The inflammation stage begins immediately after injury, first with vasoconstriction that favors homeostasis and releases inflammation mediators. The proliferative phase is characterized by granulation tissue proliferation formed mainly by fibroblast and the angiogenesis process. The remodeling stage is characterized by reformulations and improvements in the components of the collagen fiber that increases the tensile strength [27]. Wound healing is a process by which a damaged tissue is restored as closely as possible to its normal state, and wound contraction is the process of shrinkage of area of the wound. It depends upon the reparative abilities of the tissue, type and extent of the damage, and general state of the health of the tissue. The granulation tissue of the wound is primarily composed of fibroblast, collagen, edema, and small new blood vessel [28].

The course of searching an ethnopharmacologically active plant extract down to a single active principal may result in a defeat of biological activity for a number of reasons; for instance, a special compound might be unstable during extraction, fractionation, or in the purified form or the fundamental basis for ethnopharmacology does not always exist in a single compound but rather is a result of the interaction of more than one active compound found in the extract [29].

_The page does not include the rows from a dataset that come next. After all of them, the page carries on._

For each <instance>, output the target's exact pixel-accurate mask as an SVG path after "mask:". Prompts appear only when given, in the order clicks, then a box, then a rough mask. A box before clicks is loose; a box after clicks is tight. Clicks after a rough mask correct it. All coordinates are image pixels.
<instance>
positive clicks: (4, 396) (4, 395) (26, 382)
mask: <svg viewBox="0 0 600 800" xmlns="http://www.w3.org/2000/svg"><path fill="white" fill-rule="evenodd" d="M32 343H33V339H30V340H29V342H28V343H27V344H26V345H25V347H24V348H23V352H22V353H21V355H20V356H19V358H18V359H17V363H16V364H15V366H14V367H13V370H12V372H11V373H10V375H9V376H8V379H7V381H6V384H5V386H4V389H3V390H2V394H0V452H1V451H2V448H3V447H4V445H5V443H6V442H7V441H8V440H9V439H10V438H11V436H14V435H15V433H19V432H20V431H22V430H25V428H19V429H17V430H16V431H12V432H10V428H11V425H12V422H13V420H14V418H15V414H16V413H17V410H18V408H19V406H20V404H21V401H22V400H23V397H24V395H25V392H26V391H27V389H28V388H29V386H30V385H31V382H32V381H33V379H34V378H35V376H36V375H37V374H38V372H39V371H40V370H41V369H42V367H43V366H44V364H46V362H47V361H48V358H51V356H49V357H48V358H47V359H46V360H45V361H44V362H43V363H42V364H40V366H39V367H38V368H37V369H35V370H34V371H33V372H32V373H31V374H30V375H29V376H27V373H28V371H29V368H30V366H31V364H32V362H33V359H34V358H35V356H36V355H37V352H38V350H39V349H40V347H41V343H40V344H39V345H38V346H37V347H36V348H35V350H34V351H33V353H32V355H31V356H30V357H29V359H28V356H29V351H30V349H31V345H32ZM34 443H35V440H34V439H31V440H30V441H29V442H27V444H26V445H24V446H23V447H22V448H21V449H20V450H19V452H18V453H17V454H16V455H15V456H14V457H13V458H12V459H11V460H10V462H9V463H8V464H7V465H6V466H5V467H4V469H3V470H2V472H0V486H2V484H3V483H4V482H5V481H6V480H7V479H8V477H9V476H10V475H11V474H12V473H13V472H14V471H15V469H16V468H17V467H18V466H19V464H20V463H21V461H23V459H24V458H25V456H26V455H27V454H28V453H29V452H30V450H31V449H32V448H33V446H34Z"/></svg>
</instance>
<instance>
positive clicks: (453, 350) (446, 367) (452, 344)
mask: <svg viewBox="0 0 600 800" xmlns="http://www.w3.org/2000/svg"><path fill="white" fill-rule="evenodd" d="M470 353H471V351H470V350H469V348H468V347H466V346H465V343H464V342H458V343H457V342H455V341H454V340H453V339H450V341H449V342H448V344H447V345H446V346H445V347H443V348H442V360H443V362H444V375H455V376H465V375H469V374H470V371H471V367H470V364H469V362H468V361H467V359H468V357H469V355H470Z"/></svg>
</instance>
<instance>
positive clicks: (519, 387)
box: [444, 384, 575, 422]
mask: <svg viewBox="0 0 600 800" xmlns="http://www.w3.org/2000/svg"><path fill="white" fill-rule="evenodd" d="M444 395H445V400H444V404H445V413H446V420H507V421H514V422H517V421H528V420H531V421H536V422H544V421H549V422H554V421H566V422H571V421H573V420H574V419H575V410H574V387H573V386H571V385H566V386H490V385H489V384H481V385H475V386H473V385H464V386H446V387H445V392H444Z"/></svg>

Ulcer in the skin section of the rat treated with methanol extract of S. amaranthoides showed moderate amount of grade II granulation tissue beneath the blood clot and fibrin clot. Minimal amount of vascular granulation tissue of grade I showed in the skin section treated with flavonoid fraction. The undifferentiated mesenchymal cells of the wound margin modulate themselves into fibroblast, which start migrating into the wound gap along with the fibrin strands. The collagen is the major component of extracellular tissue, which gives support and strength, and is composed of hydroxyproline amino acid [30]. Collagen level was found to be increased in flavonoid fraction as 0.96  ±  0.02 mg/g of tissue, and hydroxyproline concentration was also gradually increased as 1.1 ± 0.65 mg/g of tissue.

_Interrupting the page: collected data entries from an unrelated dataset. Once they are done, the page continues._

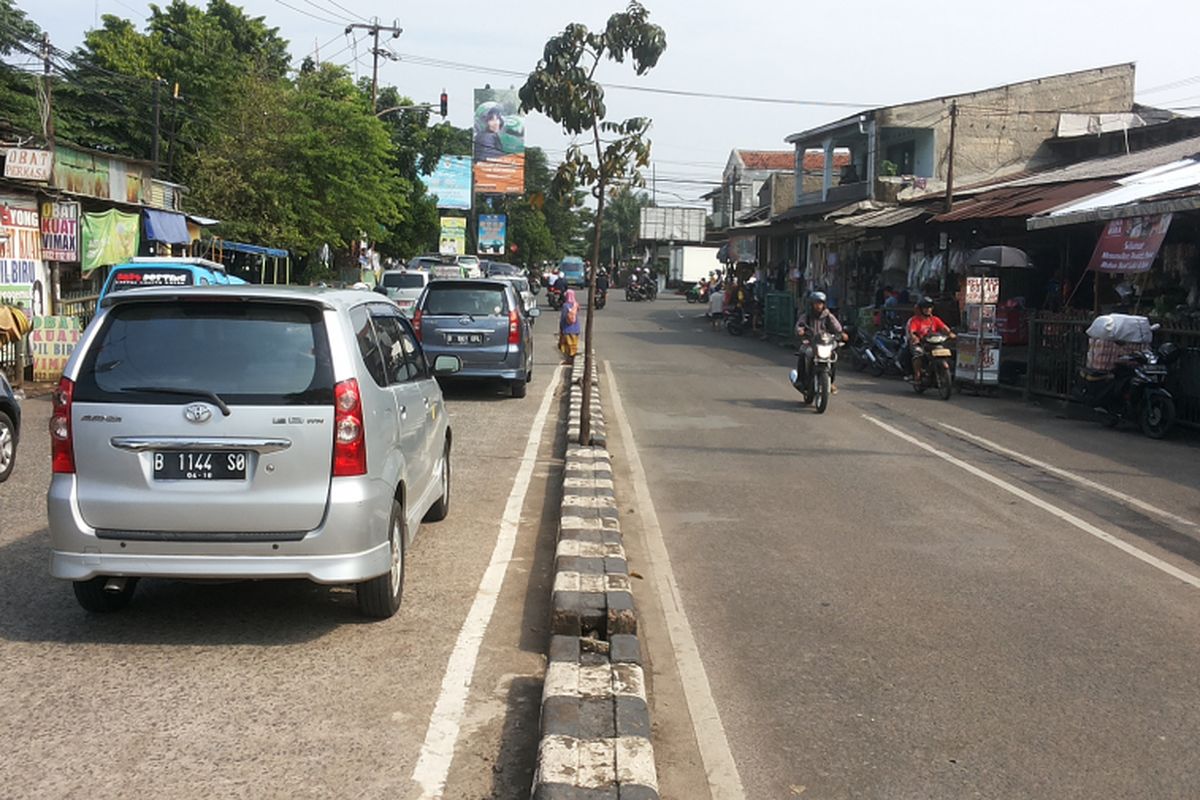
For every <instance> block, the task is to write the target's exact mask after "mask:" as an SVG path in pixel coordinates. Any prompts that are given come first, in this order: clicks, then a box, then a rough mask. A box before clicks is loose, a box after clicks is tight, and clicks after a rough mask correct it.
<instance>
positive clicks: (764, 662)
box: [598, 297, 1200, 800]
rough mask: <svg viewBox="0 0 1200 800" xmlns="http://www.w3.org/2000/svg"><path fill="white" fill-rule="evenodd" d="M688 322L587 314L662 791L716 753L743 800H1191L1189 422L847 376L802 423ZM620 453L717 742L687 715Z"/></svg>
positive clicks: (1192, 758) (743, 358)
mask: <svg viewBox="0 0 1200 800" xmlns="http://www.w3.org/2000/svg"><path fill="white" fill-rule="evenodd" d="M698 313H700V308H698V307H697V306H689V305H685V303H684V302H682V300H679V299H676V297H665V299H662V300H660V301H658V302H655V303H626V302H624V301H623V300H620V299H617V300H616V301H614V302H613V303H612V305H611V306H610V307H608V308H607V309H605V311H604V312H601V317H600V321H599V324H598V330H599V336H598V345H599V348H600V359H601V360H602V361H606V362H607V363H608V367H610V368H611V371H612V374H613V375H614V378H616V386H613V385H611V384H610V386H608V387H607V392H608V395H610V396H608V398H607V402H608V404H610V411H608V413H610V415H613V414H614V409H613V408H612V399H613V398H612V393H613V392H614V390H617V391H619V398H620V405H622V408H623V410H624V413H625V414H624V421H625V422H628V425H629V429H630V432H631V437H630V438H626V437H623V435H620V434H619V431H620V427H622V426H620V425H619V422H620V420H619V419H618V420H616V422H617V423H616V425H614V423H613V422H612V421H611V422H610V431H611V432H612V431H617V435H616V438H614V440H613V441H612V443H611V446H612V449H613V451H614V462H616V463H617V464H619V465H623V467H624V468H625V473H624V474H623V475H620V476H618V477H619V481H618V486H617V491H618V495H619V497H620V499H622V511H623V515H624V517H623V528H624V529H625V531H626V539H628V540H631V541H628V542H626V546H628V547H629V548H630V554H631V569H632V570H635V571H637V572H640V573H641V575H643V576H644V577H646V578H647V581H644V582H636V583H637V584H638V587H637V591H638V602H640V604H641V607H642V608H643V622H642V625H643V628H642V630H643V632H644V633H646V637H647V639H648V642H649V651H650V657H652V662H653V670H652V673H653V675H652V678H653V681H654V686H653V691H654V700H653V703H654V708H653V711H652V712H653V715H654V720H655V730H656V738H658V742H656V747H658V754H659V770H660V775H661V780H662V792H664V796H668V798H679V799H688V800H692V799H694V798H701V796H706V795H707V788H708V780H707V778H706V772H708V774H709V775H712V772H713V765H712V764H708V763H706V762H704V760H703V757H702V756H701V754H700V750H701V746H700V745H698V742H708V744H709V745H712V742H713V740H714V738H720V739H722V740H725V741H727V745H728V752H730V753H732V757H733V762H734V763H736V766H737V772H738V774H739V776H740V782H742V784H743V787H744V796H746V798H751V799H754V800H758V799H775V798H796V796H804V798H880V799H883V798H887V799H900V798H1000V796H1006V798H1096V796H1120V798H1195V796H1200V770H1198V769H1196V763H1198V762H1196V742H1198V741H1200V703H1198V702H1196V697H1200V669H1198V664H1200V593H1198V587H1200V527H1198V525H1196V524H1195V523H1198V522H1200V446H1198V437H1195V434H1192V435H1190V437H1188V435H1183V437H1177V438H1176V439H1174V440H1169V441H1160V443H1159V441H1151V440H1147V439H1145V438H1142V437H1141V435H1140V434H1138V433H1136V432H1134V431H1133V429H1118V431H1109V429H1106V428H1103V427H1100V426H1099V425H1097V423H1096V422H1093V421H1091V420H1086V419H1075V417H1073V416H1069V415H1066V414H1064V413H1063V411H1061V410H1058V409H1055V408H1052V407H1050V408H1040V407H1033V405H1028V404H1025V403H1022V402H1020V401H1019V399H1008V398H995V399H988V398H978V397H966V396H955V397H954V398H953V399H952V401H950V402H948V403H944V402H941V401H938V399H936V398H934V397H918V396H916V395H914V393H913V392H912V390H911V389H910V387H907V386H906V385H904V384H901V383H899V381H896V380H875V379H871V378H865V377H862V375H858V374H854V373H851V372H850V371H847V369H845V368H844V369H842V372H841V374H840V375H839V381H838V383H839V386H840V389H841V391H840V392H839V393H838V395H836V396H834V397H833V398H832V403H830V409H829V411H828V413H827V414H826V415H823V416H817V415H815V414H814V413H812V411H811V410H808V409H803V408H802V407H800V405H799V403H798V395H797V393H796V391H794V390H793V389H792V387H791V385H790V384H788V383H787V378H786V375H787V371H788V368H790V367H791V366H792V363H793V357H792V356H791V351H790V350H787V349H780V348H779V347H776V345H773V344H769V343H766V342H761V341H757V339H754V338H750V337H746V338H740V339H737V338H733V337H731V336H728V335H727V333H725V332H724V331H720V332H716V331H713V330H712V329H710V327H709V326H708V324H707V323H706V321H703V320H702V319H697V318H696V315H697V314H698ZM872 420H875V421H872ZM947 425H949V426H954V427H955V428H958V432H955V431H952V429H949V428H947V427H946V426H947ZM884 426H886V427H884ZM967 434H971V435H976V437H982V438H984V439H986V440H989V441H990V443H992V444H991V445H990V446H991V449H990V450H989V449H985V447H983V446H980V445H979V443H977V441H976V440H971V439H970V438H967ZM904 437H910V438H911V440H910V439H906V438H904ZM918 443H919V444H918ZM922 444H923V445H925V446H928V447H931V449H932V450H926V449H923V447H922V446H920V445H922ZM635 447H636V452H637V455H638V456H640V461H641V463H642V465H643V467H644V473H646V476H647V483H648V488H649V494H650V497H652V499H653V505H654V507H655V509H656V511H658V519H656V522H658V525H656V527H653V528H660V529H661V536H662V540H664V541H665V545H666V552H667V553H668V555H670V563H671V567H673V577H674V579H676V581H677V582H678V590H679V597H680V599H682V608H683V610H684V612H685V614H686V618H688V620H689V621H690V627H691V631H692V633H694V636H695V640H696V644H697V645H698V651H700V654H701V661H702V666H703V672H704V674H707V679H708V685H709V687H710V691H712V697H713V699H714V702H715V706H716V709H718V711H719V715H720V720H721V722H722V723H724V733H722V732H721V728H720V727H718V726H715V724H714V722H715V721H714V720H710V718H701V720H696V718H692V712H689V708H692V706H691V702H692V699H694V698H695V696H696V693H697V686H696V685H695V681H691V685H689V681H688V680H685V679H680V674H684V673H685V669H684V667H683V666H682V664H684V663H685V658H684V657H682V656H680V654H679V652H678V650H677V649H673V648H674V643H676V642H677V638H678V637H677V636H676V633H678V631H677V630H673V631H671V632H670V633H671V634H670V636H668V632H667V631H666V630H665V628H666V626H667V624H668V619H670V624H671V625H677V624H678V618H677V616H674V618H665V616H664V612H662V606H664V603H660V602H659V601H658V599H656V597H655V596H654V593H653V590H652V587H654V585H661V584H660V583H659V582H661V581H662V579H664V575H661V571H660V570H655V569H654V564H652V563H649V560H648V557H647V549H648V541H646V539H644V537H646V536H648V533H647V531H648V530H649V529H650V528H652V525H647V524H641V525H640V521H641V522H642V523H646V519H644V515H646V511H647V510H646V509H640V507H635V505H634V504H631V503H630V498H632V497H635V492H634V488H635V487H634V486H632V485H631V481H634V480H636V477H635V475H632V474H631V473H630V471H629V465H630V455H631V451H632V450H634V449H635ZM996 447H1003V449H1006V450H1008V451H1010V453H1008V455H1003V453H998V452H997V451H996ZM1028 458H1033V459H1037V461H1038V462H1040V465H1031V463H1030V461H1028ZM972 469H973V470H977V471H972ZM1086 481H1092V482H1093V483H1092V485H1088V483H1087V482H1086ZM1097 485H1099V486H1100V487H1108V489H1111V491H1104V489H1102V488H1097ZM1112 492H1121V493H1124V495H1126V497H1121V495H1116V494H1114V493H1112ZM1130 497H1132V498H1133V499H1132V500H1130V499H1129V498H1130ZM1139 503H1141V504H1148V506H1146V505H1138V504H1139ZM1160 512H1168V513H1172V515H1175V517H1177V518H1170V517H1168V516H1164V515H1163V513H1160ZM1144 557H1145V558H1144ZM1172 570H1174V572H1172ZM1189 579H1190V583H1189V582H1188V581H1189ZM672 613H673V612H672ZM685 700H686V702H685ZM730 786H731V784H730V783H728V782H726V783H725V784H724V786H715V784H714V789H715V790H714V793H713V794H714V796H736V794H737V793H736V792H734V793H725V794H721V790H727V789H730Z"/></svg>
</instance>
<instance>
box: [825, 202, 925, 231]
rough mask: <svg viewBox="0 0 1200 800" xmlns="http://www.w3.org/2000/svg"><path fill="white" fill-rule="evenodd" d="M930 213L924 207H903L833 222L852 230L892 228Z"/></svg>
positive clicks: (864, 212) (862, 212)
mask: <svg viewBox="0 0 1200 800" xmlns="http://www.w3.org/2000/svg"><path fill="white" fill-rule="evenodd" d="M928 213H930V211H929V209H926V207H924V206H912V205H901V206H888V207H883V209H872V210H869V211H864V212H862V213H856V215H852V216H846V217H839V218H836V219H833V222H834V223H836V224H839V225H848V227H851V228H890V227H893V225H900V224H904V223H906V222H912V221H913V219H917V218H919V217H923V216H925V215H928Z"/></svg>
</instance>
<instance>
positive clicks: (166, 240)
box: [142, 209, 192, 245]
mask: <svg viewBox="0 0 1200 800" xmlns="http://www.w3.org/2000/svg"><path fill="white" fill-rule="evenodd" d="M142 213H143V215H144V217H145V224H146V231H145V233H146V241H158V242H162V243H164V245H191V243H192V235H191V234H190V233H188V231H187V218H186V217H185V216H184V215H181V213H174V212H172V211H155V210H152V209H145V210H144V211H143V212H142Z"/></svg>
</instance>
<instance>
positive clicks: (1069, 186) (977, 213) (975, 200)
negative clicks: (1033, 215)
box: [934, 180, 1115, 222]
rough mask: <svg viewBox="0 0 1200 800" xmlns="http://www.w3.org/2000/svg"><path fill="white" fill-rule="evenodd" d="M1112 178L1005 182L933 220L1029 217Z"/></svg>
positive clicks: (1109, 184) (961, 220)
mask: <svg viewBox="0 0 1200 800" xmlns="http://www.w3.org/2000/svg"><path fill="white" fill-rule="evenodd" d="M1114 185H1115V184H1114V181H1111V180H1090V181H1087V180H1085V181H1075V182H1073V184H1057V185H1050V186H1006V187H1002V188H995V190H991V191H989V192H982V193H979V194H977V196H974V197H973V198H971V199H968V200H961V201H959V203H956V204H955V207H954V210H953V211H948V212H946V213H940V215H937V216H936V217H934V222H961V221H964V219H994V218H1001V217H1021V218H1025V217H1032V216H1033V215H1036V213H1043V212H1045V211H1049V210H1051V209H1056V207H1058V206H1061V205H1066V204H1068V203H1072V201H1074V200H1078V199H1080V198H1084V197H1087V196H1090V194H1096V193H1098V192H1103V191H1105V190H1109V188H1112V186H1114Z"/></svg>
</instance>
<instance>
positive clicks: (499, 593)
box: [413, 367, 563, 800]
mask: <svg viewBox="0 0 1200 800" xmlns="http://www.w3.org/2000/svg"><path fill="white" fill-rule="evenodd" d="M562 372H563V368H562V367H558V368H556V369H554V374H553V377H552V378H551V381H550V385H548V386H547V387H546V393H545V395H544V396H542V398H541V407H540V408H539V409H538V415H536V416H535V417H534V421H533V427H532V428H530V429H529V438H528V439H527V440H526V449H524V453H523V455H522V456H521V467H520V468H518V469H517V475H516V477H515V479H514V481H512V492H511V493H510V494H509V501H508V504H506V505H505V506H504V516H503V517H500V533H499V535H498V536H497V539H496V547H494V548H492V560H491V563H488V565H487V569H486V570H485V571H484V577H482V579H481V581H480V582H479V590H478V591H476V593H475V602H473V603H472V606H470V610H469V612H468V613H467V619H466V620H463V624H462V628H460V631H458V640H457V642H456V643H455V645H454V651H451V654H450V661H449V663H448V664H446V672H445V675H444V676H443V679H442V693H440V694H439V696H438V702H437V704H436V705H434V706H433V715H432V716H431V717H430V727H428V730H427V732H426V734H425V744H424V745H421V756H420V758H419V759H418V762H416V766H415V768H414V769H413V781H414V782H415V783H416V784H418V786H420V787H421V800H433V799H434V798H440V796H442V793H443V792H445V786H446V778H448V776H449V775H450V763H451V762H452V760H454V751H455V745H456V744H457V742H458V730H460V726H461V724H462V716H463V712H464V711H466V708H467V696H468V694H469V693H470V682H472V680H473V679H474V675H475V661H476V658H478V657H479V649H480V646H481V645H482V643H484V633H486V632H487V625H488V622H490V621H491V619H492V613H493V612H494V610H496V601H497V599H498V597H499V595H500V587H503V585H504V573H505V572H506V571H508V569H509V563H510V561H511V560H512V548H514V547H515V546H516V541H517V529H518V528H520V527H521V510H522V509H523V507H524V500H526V494H527V493H528V491H529V483H530V481H532V479H533V468H534V464H535V463H536V461H538V446H539V444H541V435H542V432H544V431H545V428H546V419H547V417H548V416H550V405H551V403H552V402H553V399H554V387H556V386H558V385H560V384H562Z"/></svg>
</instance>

The results in this study are in support that the wound healing and repair is accelerated by applying extracts and flavonoid fraction of Sphaeranthus amaranthoides which is highlighted by the full thickness coverage of the wound area by an organized epidermis in the presence of mature scar tissue in the dermis. This ability was especially obvious when the data were compared with the other plants. A cream containing ethanolic extract of aerial parts of Sphaeranthus indicus, Linn. (Asteraceae) was evaluated for wound healing activity in guinea pigs. The cream was applied in vivo on the paravertebral area of six excised wounded models once a day for 15 days. The cream significantly enhanced the rate of wound contraction and the period of epithelialization comparable to neomycin [31].

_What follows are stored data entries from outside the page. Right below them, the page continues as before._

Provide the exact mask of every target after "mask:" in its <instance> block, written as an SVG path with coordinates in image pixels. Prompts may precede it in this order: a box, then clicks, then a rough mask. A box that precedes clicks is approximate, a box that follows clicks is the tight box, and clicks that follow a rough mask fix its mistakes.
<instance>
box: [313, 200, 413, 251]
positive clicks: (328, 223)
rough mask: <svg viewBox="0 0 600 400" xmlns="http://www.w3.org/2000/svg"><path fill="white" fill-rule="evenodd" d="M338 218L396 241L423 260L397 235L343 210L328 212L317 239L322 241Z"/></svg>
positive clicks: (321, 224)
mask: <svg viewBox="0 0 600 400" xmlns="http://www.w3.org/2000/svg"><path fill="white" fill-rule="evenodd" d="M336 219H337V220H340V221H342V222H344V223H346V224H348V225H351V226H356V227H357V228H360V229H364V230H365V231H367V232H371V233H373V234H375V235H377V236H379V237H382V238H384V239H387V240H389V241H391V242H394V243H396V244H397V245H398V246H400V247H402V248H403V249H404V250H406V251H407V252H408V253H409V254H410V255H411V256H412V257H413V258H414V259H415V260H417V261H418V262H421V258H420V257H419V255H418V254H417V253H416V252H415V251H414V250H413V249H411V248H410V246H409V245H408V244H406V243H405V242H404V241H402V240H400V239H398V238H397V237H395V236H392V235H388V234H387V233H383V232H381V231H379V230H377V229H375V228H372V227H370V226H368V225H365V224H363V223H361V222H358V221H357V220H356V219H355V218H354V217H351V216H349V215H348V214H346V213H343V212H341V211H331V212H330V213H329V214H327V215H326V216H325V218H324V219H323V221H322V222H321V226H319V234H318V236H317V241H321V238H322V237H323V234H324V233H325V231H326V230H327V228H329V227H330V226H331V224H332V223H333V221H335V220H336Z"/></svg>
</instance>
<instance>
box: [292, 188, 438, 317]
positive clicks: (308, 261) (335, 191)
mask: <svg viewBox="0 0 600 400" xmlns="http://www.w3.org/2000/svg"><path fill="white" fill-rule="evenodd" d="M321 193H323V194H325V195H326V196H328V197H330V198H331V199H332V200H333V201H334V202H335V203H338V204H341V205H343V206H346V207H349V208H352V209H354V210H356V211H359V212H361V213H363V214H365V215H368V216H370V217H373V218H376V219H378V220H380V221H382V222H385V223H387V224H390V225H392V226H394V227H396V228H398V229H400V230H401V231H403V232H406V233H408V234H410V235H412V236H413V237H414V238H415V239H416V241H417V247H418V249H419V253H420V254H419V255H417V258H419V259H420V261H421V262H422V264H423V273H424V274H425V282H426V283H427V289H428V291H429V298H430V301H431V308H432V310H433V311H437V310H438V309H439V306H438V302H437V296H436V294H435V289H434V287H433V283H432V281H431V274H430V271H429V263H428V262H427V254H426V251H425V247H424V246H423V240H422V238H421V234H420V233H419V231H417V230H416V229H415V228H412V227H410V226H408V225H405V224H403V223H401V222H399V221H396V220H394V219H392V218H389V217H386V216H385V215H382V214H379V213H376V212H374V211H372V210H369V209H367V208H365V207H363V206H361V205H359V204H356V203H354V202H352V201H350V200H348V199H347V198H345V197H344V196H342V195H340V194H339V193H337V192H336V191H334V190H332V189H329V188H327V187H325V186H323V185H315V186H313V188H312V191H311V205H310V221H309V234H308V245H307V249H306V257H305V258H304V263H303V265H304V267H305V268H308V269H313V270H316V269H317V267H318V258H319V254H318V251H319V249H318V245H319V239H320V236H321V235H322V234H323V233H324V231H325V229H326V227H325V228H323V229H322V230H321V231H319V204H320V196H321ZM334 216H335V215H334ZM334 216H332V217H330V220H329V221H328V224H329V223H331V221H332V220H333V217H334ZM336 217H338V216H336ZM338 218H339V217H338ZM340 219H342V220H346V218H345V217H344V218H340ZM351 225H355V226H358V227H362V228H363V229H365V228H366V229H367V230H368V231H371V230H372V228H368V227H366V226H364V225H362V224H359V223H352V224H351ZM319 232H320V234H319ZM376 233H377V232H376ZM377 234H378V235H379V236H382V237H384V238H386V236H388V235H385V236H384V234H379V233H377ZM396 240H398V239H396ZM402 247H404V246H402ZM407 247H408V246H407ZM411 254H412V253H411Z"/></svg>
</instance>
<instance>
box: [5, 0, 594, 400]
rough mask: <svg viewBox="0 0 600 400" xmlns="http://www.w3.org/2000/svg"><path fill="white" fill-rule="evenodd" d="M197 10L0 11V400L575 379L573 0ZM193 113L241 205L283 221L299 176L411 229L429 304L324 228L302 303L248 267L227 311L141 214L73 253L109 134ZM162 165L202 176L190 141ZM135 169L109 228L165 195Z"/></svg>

The enhanced capacity of wound healing with the Sphaeranthus amaranthoides could be explained on the basis of the anti-inflammatory effects as documented in the literature.

In the wound healing studies, the wound closure time and wound contraction were taken as parameters. In both methanolic extract and flavonoid fraction wound closure time was 10 days. As shown in Figure 1, around 90% of wound healing was recorded in both the treated groups, but only 65% was recorded in control group on the 10th day after surgery. Collagen formation and concentration both will affect the breaking strength of the skin. Results obtained in this study confirm the wound healing activity of Sphaeranthus amaranthoides.

5. Conclusion

In conclusion, while plant-based traditional medicine has been used throughout generations, the efficacy of such treatments requires experimental backup and scientific verification. In this study, Sphaeranthus amaranthoides was selected based on ethnopharmacological information, provided by the local communities. Sphaeranthus amaranthoides has a positive influence on the collagen content and stability in a wound and therefore a beneficial role in wound healing; further the synergistic effect of antioxidant activity accelerated the wound healing process.